CSCI 5832: Natural Language Processing

Spring 2008

Jim Martin

This course examines a range of issues related to getting computers to perform useful and interesting tasks involving human language. Among the issues to be discussed are syntactic and semantic analysis, discourse processing, knowledge representation, and machine learning. We'll be discussing these issues in the conttext of practical applications for information extraction, question answering and machine translation.

 

General Information

Basics

This class meets Tuesday and Thursday from 11:00 to 12:30 in a room 1B12 in the Engineering Center.

The best ways to contact me are in person and via email. Don't bother leaving me voicemail, I don't reliably listen to it.

Text and Readings

The required text for this class is draft version of Speech and Language Processing.  It will be available at the CU bookstore. I will assign additional journal and conference articles as needed.

Schedule

The schedule (under revision) for the course includes the topic for each lecture, the assigned readings, pointers to the lecture slides, and the assignments. The lectures for this class begin on January 15 and end on May 1.

Requirements

  • Homework: There will be around 4 or 5 assignments. Unless otherwise stated, all assignments are due in class, at the beginning of class, on their due date.
  • Exams: There will be 3 in class quizzes and a final. The final exam is scheduled for Monday, May 5 from 1:30 to 4:00. Don't make plans to leave town before the final.
  • Participation: Come to class prepared to discuss the day's material. This means that you should have completed the day's reading before class and should be prepared to participate in class discussions.

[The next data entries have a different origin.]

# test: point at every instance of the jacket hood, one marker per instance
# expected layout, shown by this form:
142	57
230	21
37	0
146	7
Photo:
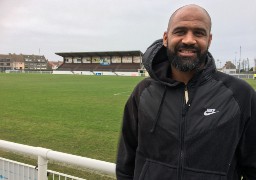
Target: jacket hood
156	62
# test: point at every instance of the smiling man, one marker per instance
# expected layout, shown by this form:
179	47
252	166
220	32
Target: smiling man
187	121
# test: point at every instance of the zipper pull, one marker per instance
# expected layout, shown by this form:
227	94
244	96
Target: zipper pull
186	94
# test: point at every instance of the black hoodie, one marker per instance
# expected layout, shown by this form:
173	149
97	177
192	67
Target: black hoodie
211	137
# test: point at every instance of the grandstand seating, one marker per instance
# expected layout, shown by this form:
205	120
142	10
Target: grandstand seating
114	67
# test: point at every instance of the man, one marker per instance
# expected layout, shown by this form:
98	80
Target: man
187	121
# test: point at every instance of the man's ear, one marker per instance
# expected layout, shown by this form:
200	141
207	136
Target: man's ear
165	39
210	40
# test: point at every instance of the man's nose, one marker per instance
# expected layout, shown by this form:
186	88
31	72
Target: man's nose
189	39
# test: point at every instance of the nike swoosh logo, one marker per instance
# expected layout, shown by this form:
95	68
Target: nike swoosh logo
208	113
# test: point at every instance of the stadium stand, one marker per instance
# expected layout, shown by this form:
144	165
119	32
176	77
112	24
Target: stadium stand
112	61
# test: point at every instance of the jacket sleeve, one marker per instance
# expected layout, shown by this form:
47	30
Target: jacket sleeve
247	153
128	141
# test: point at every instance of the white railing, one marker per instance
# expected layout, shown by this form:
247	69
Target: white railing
13	170
44	155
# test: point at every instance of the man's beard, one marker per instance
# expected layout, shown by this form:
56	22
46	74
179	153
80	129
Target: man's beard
186	64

The homeworks, quizzes and final will each count as 30% of your grade; the remaining 10% will be based on participation.

CAETE Specific Policies

Due dates for remote CAETE students are one week past the normal campus due date. CAETE students are responsible for keeping current with the lectures; do not allow a backlog of lectures to develop. table.

Computer Related Stuff

This is a graduate computer science course. You need to be a proficient programmer to take this class.

All the programming assignments in this class will be done using Python. We'll be making some use of the NLTK Toolkit - a suite a python modules and applications for doing natural language processing. You should see about getting the latest Python installed on whatever platform you plan to use for this course.

Honor Code

The campus has an Honor Code. It includes the following pledge which will be placed on all your exams and you will need to include on your assignments:

On my honor, as a University of Colorado at Boulder student, I have neither given nor received unauthorized assistance on this work.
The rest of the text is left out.